Ultimate Questions1 by Bryan Magee
“WE HAD NO SAY IN EXISTING – WE WERE NOT GIVEN any choice. We just woke up into the world and found ourselves in it…most of us are in thrall to an instinct for survival that is programmed into us biologically. We are here now, and we want to go on living; so we try to make the best of it.” – Bryan Magee.2
On a recent trip to Boston, I found myself in the Harvard Book Store where I found this jewel of a book by Bryan Magee.
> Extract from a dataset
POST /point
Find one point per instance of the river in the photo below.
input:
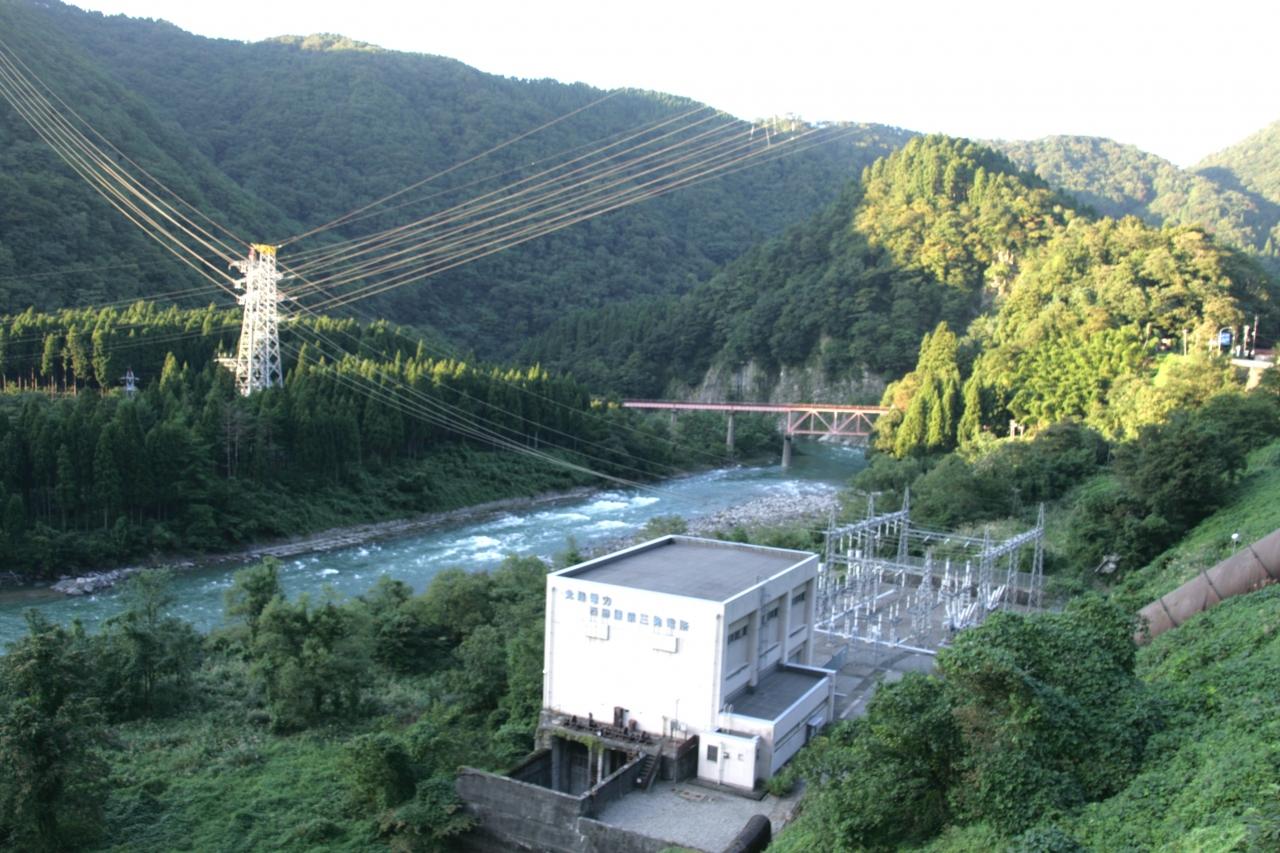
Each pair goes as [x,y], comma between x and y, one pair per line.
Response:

I was familiar with Professor Magee (1930-2019) from YouTube searches I did on philosophy in the last four years. He hosted programs on the BBC in the 1970s and 1980s where he discussed and interviewed famous living philosophers on their philosophies or on their understanding of the thoughts of earlier philosophers. His guests included W. V. Quine, Noam Chomsky, A.J. Ayer, Hilary Putnam, and many others and his subjects included Plato, Aristotle, Descartes, Marx, Heidegger, Wittgenstein, Logical Positivism, and so forth. I found his clarifications of even complex philosophical subjects incredibly helpful. I strongly advise my readers to check out his programs – Men of Ideas, Thinking Aloud, and The Great Philosophers – on YouTube.
His obituary available at theguardian.com says he was a visiting professor at Harvard, Yale, Oxford, King’s College among others, published over 20 books, was an authority on Richard Wagner, an erstwhile television and media critic, and twice a member of the British Parliament in addition to his broadcast career. According to Wikipedia, Ultimate Questions was his last book (2016), but in the author’s opinion his only original contribution to philosophy. He was quoted in 2018, then living in a nursing home, that with this book he hoped to approach the originality of Karl Popper, Bertrand Russell, or Einstein “not because I want to be a clever chap but because I want to do things that are at a much better level than I have done them”3 – hard to believe!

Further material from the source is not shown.